Шассень хотел кончить на этом разговор, но, увлекшись, уже не мог остановиться.
— Я вам сказал, что стал верующим… Но, право, я отлично понимаю, что наш почтенный доктор Бонами отнюдь не испытывает благоговейного трепета, он просто созывает врачей со всего света, чтобы они изучали его чудеса. Однако чем больше врачей, тем труднее добраться до истины: они только спорят о диагнозах и о способах лечения. Если врачи не могут прийти к единодушному мнению по поводу наружной язвы, то где уж им договориться о поражениях внутренних органов, когда одни это отрицают, а другие настаивают. В таком случае почему не считать все чудом? Ведь, в сущности, будь то действие природы или сверхъестественной силы, все равно непредвиденное прекращение, болезни является чаще всего сюрпризом для врача… Конечно, в Лурде все плохо организовано. Нельзя придавать серьезного значения свидетельствам неизвестных врачей, документы надо очень тщательно проверять.
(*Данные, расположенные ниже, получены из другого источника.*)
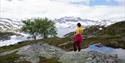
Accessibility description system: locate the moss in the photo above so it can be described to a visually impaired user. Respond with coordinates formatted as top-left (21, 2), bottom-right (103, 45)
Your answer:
top-left (0, 52), bottom-right (19, 63)
top-left (39, 57), bottom-right (60, 63)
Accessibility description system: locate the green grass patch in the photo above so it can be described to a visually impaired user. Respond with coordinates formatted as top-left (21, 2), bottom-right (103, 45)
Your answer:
top-left (39, 57), bottom-right (60, 63)
top-left (0, 40), bottom-right (41, 53)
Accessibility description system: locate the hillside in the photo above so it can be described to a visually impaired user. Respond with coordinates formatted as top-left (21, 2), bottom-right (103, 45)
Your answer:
top-left (65, 21), bottom-right (125, 48)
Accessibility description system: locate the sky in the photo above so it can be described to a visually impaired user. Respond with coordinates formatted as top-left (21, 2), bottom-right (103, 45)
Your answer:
top-left (0, 0), bottom-right (125, 20)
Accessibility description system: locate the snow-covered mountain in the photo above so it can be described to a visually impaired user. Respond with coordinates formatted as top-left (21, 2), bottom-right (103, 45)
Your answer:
top-left (0, 17), bottom-right (121, 36)
top-left (0, 18), bottom-right (22, 32)
top-left (54, 17), bottom-right (116, 27)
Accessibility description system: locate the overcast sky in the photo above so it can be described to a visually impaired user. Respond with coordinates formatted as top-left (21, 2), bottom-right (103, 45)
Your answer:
top-left (0, 0), bottom-right (125, 20)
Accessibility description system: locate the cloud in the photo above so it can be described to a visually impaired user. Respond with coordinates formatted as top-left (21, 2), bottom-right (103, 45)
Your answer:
top-left (0, 0), bottom-right (125, 20)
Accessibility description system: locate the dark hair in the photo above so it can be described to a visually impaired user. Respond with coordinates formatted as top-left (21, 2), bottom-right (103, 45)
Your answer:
top-left (77, 23), bottom-right (81, 27)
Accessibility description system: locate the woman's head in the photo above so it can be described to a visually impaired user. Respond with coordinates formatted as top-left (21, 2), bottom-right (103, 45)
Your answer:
top-left (77, 23), bottom-right (81, 27)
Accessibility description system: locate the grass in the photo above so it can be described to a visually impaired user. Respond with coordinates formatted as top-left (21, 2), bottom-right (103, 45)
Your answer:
top-left (0, 40), bottom-right (41, 53)
top-left (0, 52), bottom-right (30, 63)
top-left (39, 57), bottom-right (60, 63)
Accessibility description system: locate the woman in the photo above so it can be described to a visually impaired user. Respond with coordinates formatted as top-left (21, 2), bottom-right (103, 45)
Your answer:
top-left (73, 23), bottom-right (82, 51)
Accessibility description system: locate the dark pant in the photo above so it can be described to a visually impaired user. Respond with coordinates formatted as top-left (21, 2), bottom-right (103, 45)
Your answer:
top-left (73, 41), bottom-right (81, 51)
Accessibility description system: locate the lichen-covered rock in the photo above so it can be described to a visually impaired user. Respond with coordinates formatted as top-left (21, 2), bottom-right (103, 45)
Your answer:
top-left (17, 43), bottom-right (65, 63)
top-left (59, 50), bottom-right (118, 63)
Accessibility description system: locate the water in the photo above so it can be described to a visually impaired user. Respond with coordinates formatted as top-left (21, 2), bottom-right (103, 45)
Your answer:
top-left (87, 44), bottom-right (125, 60)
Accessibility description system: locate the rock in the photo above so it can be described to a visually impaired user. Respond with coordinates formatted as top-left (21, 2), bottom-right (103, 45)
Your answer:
top-left (17, 43), bottom-right (65, 63)
top-left (59, 50), bottom-right (117, 63)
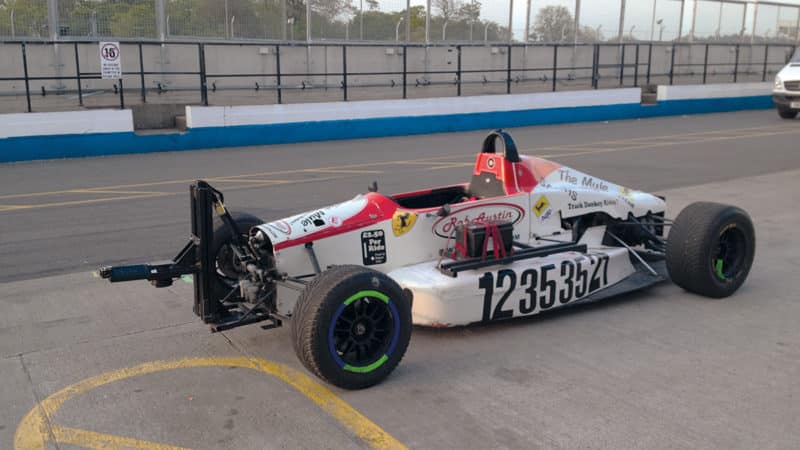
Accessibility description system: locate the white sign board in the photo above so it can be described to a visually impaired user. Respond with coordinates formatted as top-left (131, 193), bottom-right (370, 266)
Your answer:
top-left (100, 42), bottom-right (122, 80)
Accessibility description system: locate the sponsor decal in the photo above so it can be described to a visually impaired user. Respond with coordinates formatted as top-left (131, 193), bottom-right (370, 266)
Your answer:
top-left (267, 220), bottom-right (292, 235)
top-left (392, 210), bottom-right (417, 237)
top-left (619, 186), bottom-right (635, 208)
top-left (361, 230), bottom-right (386, 266)
top-left (567, 200), bottom-right (617, 210)
top-left (300, 210), bottom-right (325, 230)
top-left (284, 196), bottom-right (367, 234)
top-left (533, 195), bottom-right (553, 222)
top-left (433, 203), bottom-right (525, 238)
top-left (558, 169), bottom-right (609, 192)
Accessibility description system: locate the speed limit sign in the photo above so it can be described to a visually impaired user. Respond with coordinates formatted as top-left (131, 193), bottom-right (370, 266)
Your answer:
top-left (100, 42), bottom-right (122, 80)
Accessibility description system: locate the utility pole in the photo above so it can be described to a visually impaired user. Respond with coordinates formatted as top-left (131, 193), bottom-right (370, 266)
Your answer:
top-left (306, 0), bottom-right (312, 84)
top-left (522, 0), bottom-right (532, 42)
top-left (510, 0), bottom-right (514, 44)
top-left (650, 0), bottom-right (656, 42)
top-left (406, 0), bottom-right (411, 42)
top-left (281, 0), bottom-right (294, 41)
top-left (750, 0), bottom-right (758, 44)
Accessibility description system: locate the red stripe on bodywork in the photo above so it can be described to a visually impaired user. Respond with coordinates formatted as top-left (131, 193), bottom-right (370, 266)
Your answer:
top-left (275, 192), bottom-right (398, 251)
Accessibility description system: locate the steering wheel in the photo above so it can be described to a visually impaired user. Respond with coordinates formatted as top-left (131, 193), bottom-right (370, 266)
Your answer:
top-left (481, 130), bottom-right (520, 163)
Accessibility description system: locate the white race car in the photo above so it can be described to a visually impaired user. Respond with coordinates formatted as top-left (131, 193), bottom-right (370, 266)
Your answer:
top-left (772, 49), bottom-right (800, 119)
top-left (100, 130), bottom-right (755, 389)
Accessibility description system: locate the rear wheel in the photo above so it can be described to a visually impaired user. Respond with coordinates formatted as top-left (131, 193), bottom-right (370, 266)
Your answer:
top-left (292, 266), bottom-right (411, 389)
top-left (666, 202), bottom-right (756, 298)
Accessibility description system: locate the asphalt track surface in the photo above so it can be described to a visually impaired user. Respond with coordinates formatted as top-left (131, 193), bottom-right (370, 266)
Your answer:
top-left (0, 111), bottom-right (800, 448)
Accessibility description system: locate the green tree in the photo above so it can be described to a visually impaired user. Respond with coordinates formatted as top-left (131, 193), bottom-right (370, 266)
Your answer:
top-left (530, 6), bottom-right (575, 42)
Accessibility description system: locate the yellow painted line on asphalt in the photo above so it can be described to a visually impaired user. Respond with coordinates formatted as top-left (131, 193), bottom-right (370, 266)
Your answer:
top-left (70, 189), bottom-right (171, 195)
top-left (52, 426), bottom-right (189, 450)
top-left (423, 162), bottom-right (475, 170)
top-left (14, 356), bottom-right (406, 450)
top-left (302, 169), bottom-right (384, 175)
top-left (541, 130), bottom-right (800, 158)
top-left (520, 125), bottom-right (787, 152)
top-left (3, 193), bottom-right (173, 211)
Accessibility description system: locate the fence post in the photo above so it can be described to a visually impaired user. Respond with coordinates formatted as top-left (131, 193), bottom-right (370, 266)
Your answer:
top-left (403, 45), bottom-right (408, 99)
top-left (506, 44), bottom-right (512, 94)
top-left (669, 42), bottom-right (675, 86)
top-left (342, 45), bottom-right (347, 101)
top-left (22, 42), bottom-right (32, 112)
top-left (197, 44), bottom-right (208, 106)
top-left (456, 45), bottom-right (461, 97)
top-left (73, 42), bottom-right (83, 106)
top-left (119, 77), bottom-right (125, 109)
top-left (592, 44), bottom-right (600, 89)
top-left (275, 45), bottom-right (283, 105)
top-left (552, 44), bottom-right (558, 92)
top-left (139, 42), bottom-right (147, 103)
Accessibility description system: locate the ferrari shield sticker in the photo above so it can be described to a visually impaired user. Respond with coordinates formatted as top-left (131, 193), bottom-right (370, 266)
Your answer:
top-left (392, 210), bottom-right (417, 237)
top-left (361, 230), bottom-right (386, 266)
top-left (533, 195), bottom-right (550, 218)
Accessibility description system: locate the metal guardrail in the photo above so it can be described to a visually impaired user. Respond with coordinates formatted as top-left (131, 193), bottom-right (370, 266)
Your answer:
top-left (0, 40), bottom-right (796, 112)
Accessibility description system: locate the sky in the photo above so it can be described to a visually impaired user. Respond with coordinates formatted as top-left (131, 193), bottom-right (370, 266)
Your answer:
top-left (372, 0), bottom-right (800, 39)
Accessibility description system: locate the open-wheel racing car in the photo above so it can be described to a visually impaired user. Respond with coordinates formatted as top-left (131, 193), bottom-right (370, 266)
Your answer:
top-left (100, 130), bottom-right (755, 389)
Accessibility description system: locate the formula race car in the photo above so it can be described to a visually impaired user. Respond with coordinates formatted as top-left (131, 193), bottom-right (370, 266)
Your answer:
top-left (100, 130), bottom-right (755, 389)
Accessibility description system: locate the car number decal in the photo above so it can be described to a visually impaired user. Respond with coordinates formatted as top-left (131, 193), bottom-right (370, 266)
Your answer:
top-left (478, 255), bottom-right (609, 322)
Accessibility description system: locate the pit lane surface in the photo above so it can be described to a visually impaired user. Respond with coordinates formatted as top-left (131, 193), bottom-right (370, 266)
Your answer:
top-left (0, 111), bottom-right (800, 448)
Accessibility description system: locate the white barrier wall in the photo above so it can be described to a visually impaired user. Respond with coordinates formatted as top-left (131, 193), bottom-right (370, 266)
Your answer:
top-left (0, 109), bottom-right (133, 139)
top-left (658, 82), bottom-right (772, 101)
top-left (186, 88), bottom-right (641, 128)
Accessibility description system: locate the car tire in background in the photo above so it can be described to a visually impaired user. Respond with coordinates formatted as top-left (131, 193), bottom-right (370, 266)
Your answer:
top-left (292, 266), bottom-right (411, 389)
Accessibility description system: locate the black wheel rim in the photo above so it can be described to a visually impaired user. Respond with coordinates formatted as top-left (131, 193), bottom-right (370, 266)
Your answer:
top-left (214, 244), bottom-right (244, 286)
top-left (329, 291), bottom-right (400, 373)
top-left (711, 225), bottom-right (747, 281)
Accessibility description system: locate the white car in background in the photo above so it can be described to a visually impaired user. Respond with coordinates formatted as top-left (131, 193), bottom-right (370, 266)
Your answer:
top-left (772, 49), bottom-right (800, 119)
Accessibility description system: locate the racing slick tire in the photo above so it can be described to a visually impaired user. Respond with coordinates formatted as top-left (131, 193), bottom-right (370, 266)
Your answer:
top-left (666, 202), bottom-right (756, 298)
top-left (292, 266), bottom-right (411, 389)
top-left (211, 212), bottom-right (264, 300)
Но если даже допустить, что в свидетельстве совершенно достоверно, с точки зрения науки, определена болезнь, все же наивно, милый мой, думать, что это для всех убедительно. Заблуждение кроется в самом человеке, и установление малейшей истины требует героических усилий.
Только тут Пьер начал понимать, что происходит в Лурде, этом необыкновенном городе, куда годами стекается народ — одни с набожным преклонением, другие с оскорбительной насмешкой. Очевидно, здесь действуют малоизученные и даже вовсе неизвестные силы самовнушение, задолго подготовляемый шок, увлечение поездкой, молитвы и псалмы, возрастающая восторженность, а главное — неведомая сила, обещающая исцеление, порыв веры, охватывающий толпу. Поэтому Пьеру казалось, что неумно подозревать обман. Дело гораздо значительнее и проще. Преподобные отцы могут не отягощать своей совести ложью, им достаточно не препятствовать смятению и использовать всеобщее невежество. Даже если допустить, что все были искренни — и врачи, выдававшие свидетельства, и больные, уверовавшие в собственное исцеление, и свидетели, в своем увлечении утверждающие, что видели собственными глазами, как свершилось чудо, — то и в этом случае невозможно доказать, было оно или нет. И разве не становилось чудо реальностью для большинства страждущих, живших надеждой?
Видя, что доктор Шассень и Пьер разговаривают в сторонке, доктор Бонами подошел к ним.
— Какой процент составляют выздоравливающие? — спросил его Пьер.
— Приблизительно десять процентов, — ответил Бонами. Заметив в глазах молодого священника удивление, Бонами добродушно продолжал:
— О, их у нас было бы больше… Но я, признаться, выполняю здесь своего рода полицейские функции; моя подлинная обязанность — сдерживать чрезмерное усердие, чтобы священное не обратилось в смешное… В сущности, мое бюро регистрирует только достоверные излечения, и притом от серьезных болезней.